A labour supply shock has been driven primarily by falling interest from migrants from outside the EU, the CIPD said.
More than 1,000 employers were surveyed by the CIPD and the Adecco Group for their labour market report.
Among employers that currently have vacancies, seven in 10 (70%) reported at least some of their vacancies are proving hard to fill.
Labour supply shock
More than two in five of all employers (44%) said it had become more difficult to fill vacancies over the past 12 months.
“The data implies that the pendulum has swung away from the UK as an attractive place to live and work for non-UK-born citizens – especially non-EU citizens – during a period of strong employment growth and low unemployment,” said Gerwyn Davies, a market analyst for the CIPD, said.
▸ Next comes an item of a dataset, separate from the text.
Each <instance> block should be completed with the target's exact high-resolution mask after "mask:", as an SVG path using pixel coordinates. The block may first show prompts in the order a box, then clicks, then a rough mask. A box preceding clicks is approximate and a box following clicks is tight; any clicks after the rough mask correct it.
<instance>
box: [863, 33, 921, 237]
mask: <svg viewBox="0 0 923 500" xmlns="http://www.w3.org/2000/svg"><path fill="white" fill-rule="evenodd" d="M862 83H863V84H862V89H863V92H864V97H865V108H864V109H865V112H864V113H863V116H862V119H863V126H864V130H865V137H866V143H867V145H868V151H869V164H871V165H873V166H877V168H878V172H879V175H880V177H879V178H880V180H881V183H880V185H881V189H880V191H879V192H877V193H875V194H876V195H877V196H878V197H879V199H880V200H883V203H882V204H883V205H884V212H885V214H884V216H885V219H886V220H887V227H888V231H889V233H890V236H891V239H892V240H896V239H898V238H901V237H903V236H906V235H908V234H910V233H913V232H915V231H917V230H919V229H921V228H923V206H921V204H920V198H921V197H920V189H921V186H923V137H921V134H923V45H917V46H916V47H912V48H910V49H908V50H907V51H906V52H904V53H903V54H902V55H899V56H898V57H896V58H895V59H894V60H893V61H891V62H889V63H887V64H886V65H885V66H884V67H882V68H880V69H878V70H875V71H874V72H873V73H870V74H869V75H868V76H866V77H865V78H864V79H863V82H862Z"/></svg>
The number of non-UK-born workers in the UK decreased by 58,000 between June 2017 and June 2018, yet during the same period in 2016 to 2017, this number had increased by 263,000.
Pressure on firms
Davies added: “This has heightened recruitment difficulties for some employers.
“It also underlines the risk that more non-UK-born citizens and employers will be discouraged from using the post-Brexit system if more support is not provided and it is not made simpler, fairer and more affordable; especially for lower-skilled roles.
“Against the backdrop of a tight labour market, failure to do this will heighten recruitment difficulties and could lead to negative consequences for existing staff, such as higher workloads, and loss of business or orders for firms.”
The CIPD said some employers felt pressure to increase pay rates, with around half of companies (48%) that have struggled to recruit increasing their starting salaries in response.
Trade body concerns
UKHospitality chief executive Kate Nicholls said the figures made for “alarming reading” and reiterated the trade body’s disapproval of the Government’s post-Brexit immigration plans.
She said: “With unemployment relatively low, businesses need to recruit from outside the UK to augment their home-grown teams and continue to grow.
“We have already voiced our concerns about the ability of employers to recruit post-Brexit, but the worrying reality is that numbers of non-UK workers are dwindling, and we haven’t even left the EU yet.
“If the talent pool continues to shrink, then businesses will be unable to invest and grow their businesses.”
Prime Minister Theresa May pledged low-skilled migration would decrease when free movement is ushered out by Brexit next year.
The Government said high-skilled workers would be prioritised regardless of whether their country belongs to the EU.
“Restricting potential applicants into the hospitality sector further, when the number of non-UK born workers is already shrinking, will be a disaster for the sector,” said Nicholls.
The news comes as the hospitality sector looks to improve its image as a viable career option among young people, who make up about 50% of the hospitality workforce.